Our answer to this naming quandary? Pale Dry, Medium Cream and Full Cream. Yup, when you see this on a bottle, it’s a sherry in drag. Last Thursday I hoofed it into town to Society Bistro in Orange Street where the lovely folks from KWV were putting on a showcase of their ‘not sherry’ wines paired with food. Salted hake with a coconut crust and minted pea purée came with KWV Cape Pale Dry (the name says it all, it’s dry). Next up was gorgonzola soufflé with chorizo paired with the slightly sweeter KWV Medium Cream . Then Wagyu bresaola which was a bit of a revelation paired with KWV’s sweet (there’s nothing wrong with sweet folks, as long as it’s good) Full Cream.
They may be fortified (to about 17.5% alcohol, compared to the 12-14% of most wines) but here’s the thing – these are nevertheless wines, which makes them not only the perfect tipple with food, but wonderful to cook with too. Don’t think purple-rinse little old lady when you think of them. Think sexy Spanish Señor/Señorita whispering sweet nothings as they feed you tapas on a sultry, sweaty Barcelona night. Now that’s more like it.
With Javier Bardem firmly in mind, I opened a bottle of KWV’s Pale Dry a few days later and used it to cook up this super quick and easy prawn and chorizo tapas dish. Naturally I drank some too.
Until next time
P.S. I also tasted some rather fine KWV Cape Ruby and Cape Tawny (Port in drag). But that’s another recipe idea for another time. Watch this space!
All you need is…
extra virgin olive oil
200g chorizo sausage, sliced on the diagonal
2 tbs finely chopped onion
1 large clove garlic (about 1½ tbs), finely chopped
½ tsp ordinary paprika
¼ tsp sweet smoked Spanish paprika
small pinch chilli flakes (optional)
300g prawns, deveined & peeled but with tails still on
70ml Pale Dry (i.e. dry ‘sherry’)
Before we start, a little caveat: Good ingredients are always a good idea, but when a recipe has so few ingredients, even more so. Do buy the absolutely best chorizo and prawns you can! Let’s cook…

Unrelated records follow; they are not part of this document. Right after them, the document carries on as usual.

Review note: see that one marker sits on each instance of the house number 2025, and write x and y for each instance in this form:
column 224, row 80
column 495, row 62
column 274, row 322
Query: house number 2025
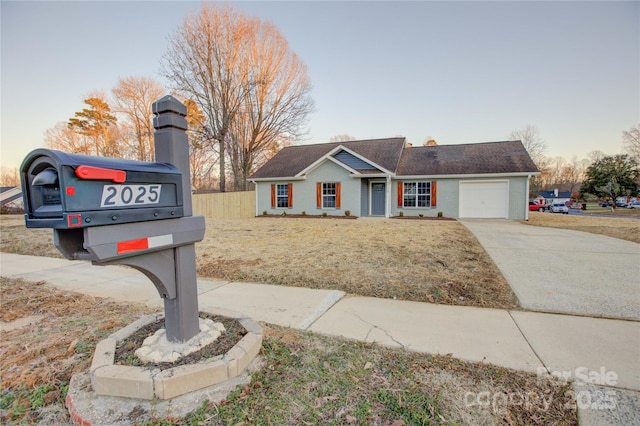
column 129, row 195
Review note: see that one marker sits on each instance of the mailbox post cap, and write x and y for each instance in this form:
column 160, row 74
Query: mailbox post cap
column 169, row 104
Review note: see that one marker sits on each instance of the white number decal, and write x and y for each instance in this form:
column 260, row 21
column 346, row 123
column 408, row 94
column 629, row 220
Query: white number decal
column 130, row 195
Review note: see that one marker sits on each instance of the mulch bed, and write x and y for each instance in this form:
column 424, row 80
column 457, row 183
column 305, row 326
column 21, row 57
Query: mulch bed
column 125, row 351
column 306, row 216
column 422, row 218
column 311, row 216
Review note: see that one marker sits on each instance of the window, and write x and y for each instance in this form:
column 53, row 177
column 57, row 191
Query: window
column 281, row 195
column 328, row 195
column 416, row 194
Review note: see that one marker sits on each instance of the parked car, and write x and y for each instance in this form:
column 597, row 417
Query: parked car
column 559, row 208
column 537, row 207
column 634, row 205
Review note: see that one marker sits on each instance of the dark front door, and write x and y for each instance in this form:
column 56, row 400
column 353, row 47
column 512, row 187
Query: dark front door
column 377, row 199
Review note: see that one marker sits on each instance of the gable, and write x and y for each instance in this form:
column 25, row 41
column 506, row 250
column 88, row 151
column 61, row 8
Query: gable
column 293, row 161
column 352, row 161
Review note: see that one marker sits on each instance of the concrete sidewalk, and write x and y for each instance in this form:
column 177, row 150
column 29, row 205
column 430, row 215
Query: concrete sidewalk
column 527, row 341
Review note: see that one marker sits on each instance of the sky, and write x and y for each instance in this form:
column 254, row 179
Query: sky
column 457, row 72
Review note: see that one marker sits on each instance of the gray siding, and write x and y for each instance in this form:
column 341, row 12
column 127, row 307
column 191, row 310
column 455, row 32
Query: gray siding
column 448, row 198
column 364, row 197
column 304, row 192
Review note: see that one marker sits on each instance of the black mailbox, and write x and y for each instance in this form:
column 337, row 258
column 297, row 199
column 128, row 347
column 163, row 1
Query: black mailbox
column 65, row 191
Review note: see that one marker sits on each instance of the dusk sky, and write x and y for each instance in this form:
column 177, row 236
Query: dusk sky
column 459, row 72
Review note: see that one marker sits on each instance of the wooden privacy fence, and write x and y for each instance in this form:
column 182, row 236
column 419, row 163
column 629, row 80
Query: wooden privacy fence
column 225, row 205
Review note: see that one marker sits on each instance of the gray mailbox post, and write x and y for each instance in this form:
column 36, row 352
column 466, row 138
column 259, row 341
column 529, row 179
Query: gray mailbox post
column 113, row 211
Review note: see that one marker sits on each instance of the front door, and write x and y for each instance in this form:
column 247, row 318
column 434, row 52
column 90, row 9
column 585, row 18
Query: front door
column 378, row 198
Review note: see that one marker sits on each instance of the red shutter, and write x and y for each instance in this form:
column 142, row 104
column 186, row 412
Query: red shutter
column 273, row 196
column 434, row 187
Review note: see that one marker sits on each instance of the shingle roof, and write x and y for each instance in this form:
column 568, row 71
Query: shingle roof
column 477, row 158
column 293, row 159
column 392, row 155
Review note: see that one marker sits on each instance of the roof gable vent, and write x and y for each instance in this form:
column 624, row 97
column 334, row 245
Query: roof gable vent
column 353, row 161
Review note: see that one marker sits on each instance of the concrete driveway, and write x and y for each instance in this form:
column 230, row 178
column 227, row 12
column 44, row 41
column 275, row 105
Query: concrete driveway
column 559, row 270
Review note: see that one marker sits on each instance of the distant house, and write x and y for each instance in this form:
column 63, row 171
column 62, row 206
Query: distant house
column 388, row 177
column 555, row 196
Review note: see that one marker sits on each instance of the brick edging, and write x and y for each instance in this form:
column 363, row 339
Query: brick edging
column 76, row 419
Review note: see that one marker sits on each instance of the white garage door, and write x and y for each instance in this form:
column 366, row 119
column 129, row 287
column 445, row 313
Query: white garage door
column 484, row 199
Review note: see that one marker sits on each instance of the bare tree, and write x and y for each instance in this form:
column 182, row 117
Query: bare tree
column 133, row 99
column 65, row 138
column 344, row 137
column 9, row 176
column 631, row 141
column 239, row 71
column 202, row 154
column 98, row 124
column 275, row 105
column 536, row 148
column 203, row 62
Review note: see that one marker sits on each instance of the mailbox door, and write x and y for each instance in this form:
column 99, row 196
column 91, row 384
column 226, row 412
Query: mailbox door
column 65, row 191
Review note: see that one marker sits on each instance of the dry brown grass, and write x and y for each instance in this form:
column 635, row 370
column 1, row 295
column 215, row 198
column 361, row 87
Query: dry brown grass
column 622, row 228
column 337, row 380
column 419, row 260
column 48, row 335
column 434, row 261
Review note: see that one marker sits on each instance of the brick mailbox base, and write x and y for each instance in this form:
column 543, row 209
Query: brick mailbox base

Heat 4 tbs olive oil and gently fry the chorizo slices for two minutes. Remove and set aside. Add the onion and fry, over a lowish heat, until the onions are soft. Add the garlic and fry for a minute. Add the paprika and chilli flakes in you’re using them. (Many recipes add the paprika earlier, but I think it burns easily and then it’s bitter and awful, like my upcoming tax return.) Turn up the heat and add the prawns and chorizo. Cook until the prawns are done (they’ll start curling and be firm – take care not to overcook, this only takes a few minutes). Add the sherry and cook on high heat for 30 seconds.
Drizzle with some more olive oil, scatter with loads of chopped parsley (about 2 tablespoons) and serve instantly in small bowls for folks to pick at. This is not a meal. It’s meant to be a small snack Spanish-style and this quantity will serve four. Serve it with small bowls of green olives, my roasted peppers and, because I just love, love, love it, some toasted country bread drizzled with olive oil. If you’re (shock, horror) banting, simply leave out the bread.